Çocuklarla birçok konuda sohbet eder güler eğlenirdik ama bir gün benim bir sorum karşısın da, hemen hemen hiçbirinin okula gitmediğini öğrendim. “Siz bu saatte neden okulda değilsiniz?” diye sorduğumda, acı gerçek ortaya çıktı. O gün orada benimle sohbet eden iki tür çocuk vardı. Bazıları okulu tamamen bırakmış, bazıları da o gün okulu asmış.
Sonraki yıllarda da durum pek farklı değildi. Çeşitli ortamlarda sohbet ettiğim lise çağındaki gençlerin en az yarısı okula gitmiyordu. Ben mi hep okula gitmeyenlere rastlıyordum, yoksa Almanya’nın bizim çocuklar için gerçeği bu mudur; onu da bilmiyorum. Okulda çok başarılı olan genç sayısı çok azdı.
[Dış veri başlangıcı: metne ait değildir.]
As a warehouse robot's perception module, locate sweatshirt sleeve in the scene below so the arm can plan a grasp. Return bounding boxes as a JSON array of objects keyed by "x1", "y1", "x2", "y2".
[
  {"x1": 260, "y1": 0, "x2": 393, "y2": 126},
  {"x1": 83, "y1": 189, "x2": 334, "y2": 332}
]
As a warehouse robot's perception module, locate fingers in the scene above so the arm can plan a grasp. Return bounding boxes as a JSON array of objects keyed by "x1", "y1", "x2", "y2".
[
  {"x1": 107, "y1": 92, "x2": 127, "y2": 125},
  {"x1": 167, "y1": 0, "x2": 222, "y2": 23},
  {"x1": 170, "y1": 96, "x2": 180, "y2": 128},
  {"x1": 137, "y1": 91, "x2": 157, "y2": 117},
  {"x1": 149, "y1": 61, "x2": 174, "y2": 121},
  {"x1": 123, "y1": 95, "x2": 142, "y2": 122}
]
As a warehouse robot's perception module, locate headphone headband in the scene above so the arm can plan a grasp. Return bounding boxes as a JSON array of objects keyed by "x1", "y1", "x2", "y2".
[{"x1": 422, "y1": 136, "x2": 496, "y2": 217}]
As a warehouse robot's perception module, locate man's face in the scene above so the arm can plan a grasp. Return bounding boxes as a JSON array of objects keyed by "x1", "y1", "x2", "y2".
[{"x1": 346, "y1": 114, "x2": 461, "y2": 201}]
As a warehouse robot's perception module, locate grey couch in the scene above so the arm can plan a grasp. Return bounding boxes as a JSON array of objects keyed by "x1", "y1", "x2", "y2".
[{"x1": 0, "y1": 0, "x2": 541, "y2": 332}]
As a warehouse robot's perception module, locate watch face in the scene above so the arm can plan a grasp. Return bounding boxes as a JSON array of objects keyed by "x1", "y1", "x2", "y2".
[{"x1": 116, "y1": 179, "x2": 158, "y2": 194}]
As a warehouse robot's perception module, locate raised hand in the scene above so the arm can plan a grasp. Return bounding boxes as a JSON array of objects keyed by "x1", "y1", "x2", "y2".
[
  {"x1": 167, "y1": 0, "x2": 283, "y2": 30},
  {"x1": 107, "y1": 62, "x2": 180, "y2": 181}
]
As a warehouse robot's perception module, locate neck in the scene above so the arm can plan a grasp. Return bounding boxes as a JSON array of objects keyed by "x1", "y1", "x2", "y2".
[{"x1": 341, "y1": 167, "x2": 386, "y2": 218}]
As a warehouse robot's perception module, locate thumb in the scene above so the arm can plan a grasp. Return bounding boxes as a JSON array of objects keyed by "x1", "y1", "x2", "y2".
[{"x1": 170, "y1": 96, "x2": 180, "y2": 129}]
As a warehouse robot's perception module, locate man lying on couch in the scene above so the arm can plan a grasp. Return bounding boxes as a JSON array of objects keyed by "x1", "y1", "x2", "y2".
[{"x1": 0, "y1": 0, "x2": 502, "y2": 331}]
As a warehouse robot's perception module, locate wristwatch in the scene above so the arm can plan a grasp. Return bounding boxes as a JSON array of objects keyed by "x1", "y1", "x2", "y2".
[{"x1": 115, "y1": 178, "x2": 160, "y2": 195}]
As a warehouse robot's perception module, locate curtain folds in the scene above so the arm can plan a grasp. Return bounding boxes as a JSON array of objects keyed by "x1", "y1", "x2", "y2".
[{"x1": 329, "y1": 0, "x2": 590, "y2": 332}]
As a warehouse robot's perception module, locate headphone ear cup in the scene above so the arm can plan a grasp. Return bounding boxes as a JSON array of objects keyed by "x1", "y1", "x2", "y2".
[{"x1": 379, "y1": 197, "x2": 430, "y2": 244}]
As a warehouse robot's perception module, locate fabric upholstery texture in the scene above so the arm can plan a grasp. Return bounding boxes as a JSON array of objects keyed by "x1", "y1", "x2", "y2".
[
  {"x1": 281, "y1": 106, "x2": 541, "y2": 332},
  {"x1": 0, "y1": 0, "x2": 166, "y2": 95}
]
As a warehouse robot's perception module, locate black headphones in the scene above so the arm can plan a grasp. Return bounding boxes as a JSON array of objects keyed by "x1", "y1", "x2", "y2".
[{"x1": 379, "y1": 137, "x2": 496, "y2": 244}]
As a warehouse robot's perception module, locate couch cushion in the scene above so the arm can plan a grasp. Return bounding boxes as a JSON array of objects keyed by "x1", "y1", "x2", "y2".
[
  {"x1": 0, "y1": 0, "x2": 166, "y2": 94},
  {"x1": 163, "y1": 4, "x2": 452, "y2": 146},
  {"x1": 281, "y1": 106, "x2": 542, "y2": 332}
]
“Neden okula gitmediklerini” sorduğumda da, “Ağabey ben okulda çok sıkılıyorum” diye cevap veriyorlardı. Bir iki çocuk okulda kendilerine kötü davranıldığından filan söz etti ama çoğu “okul sıkıcı” diyordu. Okulun sıkıcı olduğu kesin. Allah var; ben de ortaokul lise yıllarında okula gitmeyi çok sevmezdim ama Almanya’da doğup, büyümüş ve her türlü imkânı olan çocukların okula gitmek istemeyişine de yine de çok şaşırmıştım.

Etrafınıza baktığınız zaman da, sürekli olarak Almanya’da yetişmiş futbolcuları görüyorsunuz. Eminim çok vardır ama ben hiç Almanya’da yetişmiş dünya çapında profesör veya bilim adamı duymadım. Almanya birinci liginde futbol oynayabilmek de hiç kolay bir iş değil. O da yılların emeğini ve özverisini gerektiriyor ama nedense o tip işleri daha çok seviyoruz. Babamın deyimiyle, “Bizler aylak işlere meraklı bir milletizdir.”.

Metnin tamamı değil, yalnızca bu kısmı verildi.